We were talking to a neighbor recently who became upset when we called Social Security a Ponzi scheme. We were puzzled. We thought we were stating a truism. Look at this definition by one of our favorite definitional (new word alert!) websites Investopedia.
Thanks to The New York Divide, a news aggregator which had a long list of headlines about items explaining the connection between SS and Ponzi schemes, for the illustration.
Ponzi Scheme: What does it mean?
A fraudulent investing scam promising high rates of return with little risk to investors. The Ponzi scheme generates returns for older investors by acquiring new investors. This scam actually yields the promised returns to earlier investors, as long as there are more new investors. These schemes usually collapse on themselves when the new investments stop.
Before we get to our analysis, let’s parse this definition. Did you notice there is no actual person or perpetrator in any of these sentences? The subjects are the scheme or scam itself. The scheme does it all. It promises, generates, yields and collapses. To whom is it done? Investors.

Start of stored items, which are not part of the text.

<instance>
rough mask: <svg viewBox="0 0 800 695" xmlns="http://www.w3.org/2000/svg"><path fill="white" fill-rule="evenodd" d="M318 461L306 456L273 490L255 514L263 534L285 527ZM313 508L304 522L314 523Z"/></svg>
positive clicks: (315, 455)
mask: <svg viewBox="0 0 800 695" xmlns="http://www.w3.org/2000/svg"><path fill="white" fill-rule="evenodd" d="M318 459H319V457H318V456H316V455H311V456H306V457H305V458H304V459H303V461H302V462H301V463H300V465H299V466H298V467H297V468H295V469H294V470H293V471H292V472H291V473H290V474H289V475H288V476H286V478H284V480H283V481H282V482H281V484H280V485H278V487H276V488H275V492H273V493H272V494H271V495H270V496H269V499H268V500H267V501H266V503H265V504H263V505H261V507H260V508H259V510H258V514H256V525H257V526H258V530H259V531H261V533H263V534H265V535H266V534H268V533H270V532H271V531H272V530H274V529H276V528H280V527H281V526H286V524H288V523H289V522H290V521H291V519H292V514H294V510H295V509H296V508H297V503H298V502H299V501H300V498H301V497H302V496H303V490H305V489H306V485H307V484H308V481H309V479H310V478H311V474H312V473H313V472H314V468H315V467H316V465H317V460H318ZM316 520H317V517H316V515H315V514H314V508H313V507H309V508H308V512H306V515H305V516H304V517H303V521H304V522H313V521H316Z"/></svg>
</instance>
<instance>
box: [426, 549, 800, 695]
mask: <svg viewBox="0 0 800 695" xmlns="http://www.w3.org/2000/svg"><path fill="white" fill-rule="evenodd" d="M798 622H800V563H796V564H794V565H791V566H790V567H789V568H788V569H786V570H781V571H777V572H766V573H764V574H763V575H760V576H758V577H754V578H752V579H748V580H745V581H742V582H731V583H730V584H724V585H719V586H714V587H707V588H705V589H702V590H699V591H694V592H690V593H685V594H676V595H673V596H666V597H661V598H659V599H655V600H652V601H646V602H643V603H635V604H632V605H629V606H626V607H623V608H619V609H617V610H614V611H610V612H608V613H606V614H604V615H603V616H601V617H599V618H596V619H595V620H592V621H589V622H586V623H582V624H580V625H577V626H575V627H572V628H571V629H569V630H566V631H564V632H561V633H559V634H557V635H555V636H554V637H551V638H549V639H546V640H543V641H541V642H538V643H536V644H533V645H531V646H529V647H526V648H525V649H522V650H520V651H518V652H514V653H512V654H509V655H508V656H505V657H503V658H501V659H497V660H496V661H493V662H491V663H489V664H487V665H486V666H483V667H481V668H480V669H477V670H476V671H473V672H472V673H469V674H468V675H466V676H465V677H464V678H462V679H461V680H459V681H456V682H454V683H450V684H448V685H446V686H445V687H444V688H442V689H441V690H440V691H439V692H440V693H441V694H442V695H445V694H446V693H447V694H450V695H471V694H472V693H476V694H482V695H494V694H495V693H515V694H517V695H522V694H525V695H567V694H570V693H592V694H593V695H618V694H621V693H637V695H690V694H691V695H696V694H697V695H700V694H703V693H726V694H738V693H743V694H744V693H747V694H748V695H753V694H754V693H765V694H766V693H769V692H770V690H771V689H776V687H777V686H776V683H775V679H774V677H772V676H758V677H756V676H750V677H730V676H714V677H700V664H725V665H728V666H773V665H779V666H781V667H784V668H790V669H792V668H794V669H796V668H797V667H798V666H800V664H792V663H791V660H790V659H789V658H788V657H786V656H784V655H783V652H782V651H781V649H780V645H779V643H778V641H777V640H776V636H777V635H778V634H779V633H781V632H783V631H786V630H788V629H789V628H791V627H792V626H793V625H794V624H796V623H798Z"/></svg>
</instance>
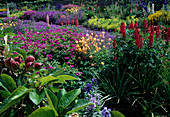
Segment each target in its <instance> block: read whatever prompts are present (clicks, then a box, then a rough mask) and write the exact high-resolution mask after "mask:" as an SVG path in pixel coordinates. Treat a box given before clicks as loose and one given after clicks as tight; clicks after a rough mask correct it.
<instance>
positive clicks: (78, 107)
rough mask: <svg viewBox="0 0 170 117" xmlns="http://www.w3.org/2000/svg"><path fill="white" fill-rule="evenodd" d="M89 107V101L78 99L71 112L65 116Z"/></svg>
mask: <svg viewBox="0 0 170 117" xmlns="http://www.w3.org/2000/svg"><path fill="white" fill-rule="evenodd" d="M89 105H93V103H91V102H90V101H89V100H86V99H80V100H78V102H77V103H76V105H75V106H74V107H73V109H72V110H71V111H69V112H67V113H66V114H70V113H73V112H77V111H79V110H81V109H83V108H85V107H87V106H89Z"/></svg>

Okay, let’s take out the insulting adjective “fraudulent” and ask how is this different from Social Security. Our neighbor just mumbled angrily. Not surprising. Many of our friends are not accustomed to defining their terms or questioning their “self-evident” truths.
Turns out she thought calling SS a Ponzi scheme meant the *recipients,* i.e. the “investors” were the fraudsters. Conservatives who use this notion for describing SS mean the *schemers,* i.e. the govt/politicians.
But don’t the recipients expect to get “high rates of return with little risk to” themselves? That is either an impossibility or theft. Maybe she suspected the truth and didn’t like it.
Investment lesson: you can’t invest well until you can think clearly. Clear thinking is not as easy as it sounds!